The fixing of the roadways, he said, was tied to being able to collect the debt.
“If we can collect the monies we would be in a better position for service,” Dunn said.
During the question and answer section of the presentation made by the NWC at the meeting, councillors complained that despite several calls to the commission, they had failed to reinstate roads they had dug up.
Keon Hinds, NWC Regional Water Supply and Distribution manager (South East), told the councillors that through a Memorandum of Understanding (MOU) between the NWC and the National Works Agency (NWA), roads that were dug up were reinstated. He said that the MOU was still in effect.
Explaining how the MOU worked, Hinds said that the NWA did not fix each road that was dug up immediately, but waited on a number of cuts (12 to 15) to fix. He said that there was an NWA bank account into which the NWC transferred funds based on the cost of the cuts to be fixed. Even if the funds put into the account by the NWC were insufficient, the NWA would still do the work, Hinds said.
He said that a number of outstanding cuts had been submitted to the NWA for reinstatement.
Dunn told the councillors that despite the difficulties, the NWC was trying to do what it could to alleviate the situation.
Although there was no money to pay the NWA, the NWC said it would try to fix the roads the councillors complained about, in short order.
“We met with the NWA last week and we realise that there is a problem,” Dunn said.

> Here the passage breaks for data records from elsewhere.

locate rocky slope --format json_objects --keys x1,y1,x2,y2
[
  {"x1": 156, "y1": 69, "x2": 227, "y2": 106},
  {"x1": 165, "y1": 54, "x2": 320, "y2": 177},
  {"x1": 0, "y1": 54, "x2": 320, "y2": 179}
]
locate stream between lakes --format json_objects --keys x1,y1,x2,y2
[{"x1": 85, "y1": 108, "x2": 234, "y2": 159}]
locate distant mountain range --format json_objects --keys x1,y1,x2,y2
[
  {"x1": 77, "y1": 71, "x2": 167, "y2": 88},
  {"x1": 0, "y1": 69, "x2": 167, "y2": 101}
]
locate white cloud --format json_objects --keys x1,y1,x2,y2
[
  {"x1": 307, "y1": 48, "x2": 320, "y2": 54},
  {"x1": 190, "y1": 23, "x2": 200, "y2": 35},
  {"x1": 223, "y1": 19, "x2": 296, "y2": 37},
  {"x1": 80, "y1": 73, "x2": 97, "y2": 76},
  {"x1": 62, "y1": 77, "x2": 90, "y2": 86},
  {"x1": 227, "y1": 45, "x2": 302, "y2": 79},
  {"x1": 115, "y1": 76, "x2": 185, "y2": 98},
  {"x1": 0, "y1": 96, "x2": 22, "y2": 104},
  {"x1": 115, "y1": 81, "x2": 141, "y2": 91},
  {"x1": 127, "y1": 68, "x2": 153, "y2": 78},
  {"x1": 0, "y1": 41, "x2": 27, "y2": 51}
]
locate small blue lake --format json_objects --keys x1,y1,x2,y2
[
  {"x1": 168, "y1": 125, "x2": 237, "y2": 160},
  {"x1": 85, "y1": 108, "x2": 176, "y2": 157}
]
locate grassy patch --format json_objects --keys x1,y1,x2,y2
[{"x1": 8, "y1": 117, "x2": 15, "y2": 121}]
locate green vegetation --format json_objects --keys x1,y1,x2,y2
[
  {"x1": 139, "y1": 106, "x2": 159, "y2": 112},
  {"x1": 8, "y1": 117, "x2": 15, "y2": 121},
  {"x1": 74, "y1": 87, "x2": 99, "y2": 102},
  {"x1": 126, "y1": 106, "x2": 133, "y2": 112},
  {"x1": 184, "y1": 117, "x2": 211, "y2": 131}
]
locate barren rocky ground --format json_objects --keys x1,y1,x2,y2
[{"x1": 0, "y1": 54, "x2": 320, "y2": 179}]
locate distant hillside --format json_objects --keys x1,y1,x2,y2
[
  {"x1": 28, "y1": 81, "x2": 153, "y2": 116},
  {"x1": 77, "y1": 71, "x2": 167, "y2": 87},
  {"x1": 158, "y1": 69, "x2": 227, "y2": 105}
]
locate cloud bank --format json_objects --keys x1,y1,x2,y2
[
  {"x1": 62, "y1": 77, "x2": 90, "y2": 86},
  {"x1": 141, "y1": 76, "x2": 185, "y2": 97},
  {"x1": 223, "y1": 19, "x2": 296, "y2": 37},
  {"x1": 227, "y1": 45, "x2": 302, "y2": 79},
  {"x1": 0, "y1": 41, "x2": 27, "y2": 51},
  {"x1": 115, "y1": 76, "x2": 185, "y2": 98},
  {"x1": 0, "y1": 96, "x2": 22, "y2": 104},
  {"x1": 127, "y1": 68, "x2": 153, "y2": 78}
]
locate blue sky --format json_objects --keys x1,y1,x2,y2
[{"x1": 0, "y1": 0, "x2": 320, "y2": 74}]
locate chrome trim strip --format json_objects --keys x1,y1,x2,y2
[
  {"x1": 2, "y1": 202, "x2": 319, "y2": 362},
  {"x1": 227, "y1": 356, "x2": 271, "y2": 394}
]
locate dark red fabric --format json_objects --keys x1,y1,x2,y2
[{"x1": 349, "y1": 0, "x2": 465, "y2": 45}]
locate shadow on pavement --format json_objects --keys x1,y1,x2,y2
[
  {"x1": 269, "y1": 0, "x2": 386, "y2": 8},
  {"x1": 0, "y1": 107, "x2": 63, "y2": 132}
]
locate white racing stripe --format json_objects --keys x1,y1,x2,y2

Meanwhile, Kingston Mayor Angela Brown Burke told the NWC representatives that there was a need for more collaboration between the NWC and the KSAC.
“When you plan to work on the roads you should send us a list,” the mayor said.
Brown Burke said that she would ask the chairman of the Roads and Traffic Committee to speak with councillors and tabulate a list of the various roads to be reinstated. Some of the areas where councillors said roads had been dug up and needed to be fixed included, Forest Hills, Elletson Flats, Grants Pen, Lincoln Avenue, and Hughenden.